Federal officials are rushing new regulations and funding packages to control the possible spread of to bovine spongiform encephalopathy (BSE). But are the new regulations too little and too late to keep the neurodegenerative disease believed to cause new variant Creutzfeldt-Jakob disease in humans out of the US? This flurry of activity came in response to a cow with BSE that was slaughtered and processed in Washington state late last year.

The FDA has published several new regulations designed to prevent the potential spread of BSE. The ban includes materials at high risk of transmitting BSE, including brains and spinal cords of cows older than 30 months, as well as any material from cows that die on the farm or that are unable to walk.

The second regulation supplements current restrictions on using most mammalian protein in cattle feed. It adds mammalian blood to the feed ban, in response to a UK report of the infectious proteins being transmitted through a blood transfusion, as well as leftover meat from restaurants and poultry waste, which could contain traces of cattle protein. A foreign advisory committee to the US Department of Agriculture recommended more stringent regulations, however, including a total ban on feeding animal protein to cattle.

President Bush has requested $60 million in 2005 to create additional safeguards and develop more BSE diagnostics.
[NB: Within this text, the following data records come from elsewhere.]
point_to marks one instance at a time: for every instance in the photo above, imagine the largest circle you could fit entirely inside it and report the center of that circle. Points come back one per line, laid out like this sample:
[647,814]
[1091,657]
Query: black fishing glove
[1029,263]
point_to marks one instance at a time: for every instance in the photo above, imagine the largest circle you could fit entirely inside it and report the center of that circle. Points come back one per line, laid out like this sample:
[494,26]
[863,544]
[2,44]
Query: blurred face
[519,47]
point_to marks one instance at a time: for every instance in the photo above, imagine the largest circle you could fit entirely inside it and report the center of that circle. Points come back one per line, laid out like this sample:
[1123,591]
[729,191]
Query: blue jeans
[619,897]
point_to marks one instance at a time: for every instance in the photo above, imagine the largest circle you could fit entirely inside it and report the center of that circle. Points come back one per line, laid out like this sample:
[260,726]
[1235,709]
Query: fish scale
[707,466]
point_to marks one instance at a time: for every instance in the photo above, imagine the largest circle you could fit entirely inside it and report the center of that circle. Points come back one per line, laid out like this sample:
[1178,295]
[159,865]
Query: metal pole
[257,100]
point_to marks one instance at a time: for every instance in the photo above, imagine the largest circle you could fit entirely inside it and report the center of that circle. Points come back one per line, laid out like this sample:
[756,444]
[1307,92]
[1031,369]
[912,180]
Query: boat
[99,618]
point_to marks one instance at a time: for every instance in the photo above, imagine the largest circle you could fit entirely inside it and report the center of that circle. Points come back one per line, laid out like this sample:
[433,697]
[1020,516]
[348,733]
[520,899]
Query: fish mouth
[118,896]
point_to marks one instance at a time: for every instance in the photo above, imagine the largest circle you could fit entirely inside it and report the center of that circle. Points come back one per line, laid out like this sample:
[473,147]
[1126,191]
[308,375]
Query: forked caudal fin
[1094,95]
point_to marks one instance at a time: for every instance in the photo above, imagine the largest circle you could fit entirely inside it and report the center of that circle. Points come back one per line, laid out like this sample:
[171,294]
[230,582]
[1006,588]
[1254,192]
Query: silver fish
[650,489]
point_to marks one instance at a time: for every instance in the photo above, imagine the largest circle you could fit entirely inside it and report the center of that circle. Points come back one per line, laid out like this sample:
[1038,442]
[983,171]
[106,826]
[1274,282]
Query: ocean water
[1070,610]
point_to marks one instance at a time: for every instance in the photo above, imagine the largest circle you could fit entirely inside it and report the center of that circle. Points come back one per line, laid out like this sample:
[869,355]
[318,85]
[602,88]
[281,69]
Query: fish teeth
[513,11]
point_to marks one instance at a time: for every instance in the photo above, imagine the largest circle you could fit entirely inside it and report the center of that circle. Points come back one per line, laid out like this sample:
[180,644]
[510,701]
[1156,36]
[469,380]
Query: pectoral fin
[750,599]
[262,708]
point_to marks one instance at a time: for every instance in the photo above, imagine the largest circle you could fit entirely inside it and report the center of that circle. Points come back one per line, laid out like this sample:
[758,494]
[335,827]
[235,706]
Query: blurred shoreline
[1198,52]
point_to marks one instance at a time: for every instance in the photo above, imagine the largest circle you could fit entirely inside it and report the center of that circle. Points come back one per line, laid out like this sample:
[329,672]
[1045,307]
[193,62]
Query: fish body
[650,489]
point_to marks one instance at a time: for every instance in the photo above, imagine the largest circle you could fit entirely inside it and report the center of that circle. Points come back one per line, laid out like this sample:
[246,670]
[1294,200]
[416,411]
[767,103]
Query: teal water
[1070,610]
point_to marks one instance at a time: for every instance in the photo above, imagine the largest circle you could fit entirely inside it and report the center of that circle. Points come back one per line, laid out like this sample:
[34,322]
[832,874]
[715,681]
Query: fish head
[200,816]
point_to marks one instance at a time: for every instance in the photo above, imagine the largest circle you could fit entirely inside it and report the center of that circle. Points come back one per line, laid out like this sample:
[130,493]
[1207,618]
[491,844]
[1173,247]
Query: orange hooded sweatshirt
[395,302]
Of that amount – a $47 million increase in current funding levels – over half will aid the development of a national animal tracking system. Five million dollars is allotted to develop new testing technologies for BSE, with the balance funding increased inspection and surveillance activities.

A contentious issue is the number of cows routinely tested for BSE. The Department of Agriculture plans to double the number of tested animals this year, for a total of 400,000 of the 35 million cows slaughtered in the US annually. Many experts say that this is not good enough, pointing to the UK and Japan, where all slaughtered cattle are tested. Prion expert Stanley Prusiner, MD, of the University of California-San Francisco, expressed concerns about spontaneous cases of BSE, unrelated to feeding practices that could circumvent the FDA's regulations. At a House Food Safety caucus, he asserted that until all cows are tested, none can be considered safe, reported the New York Times (January 28, 2004).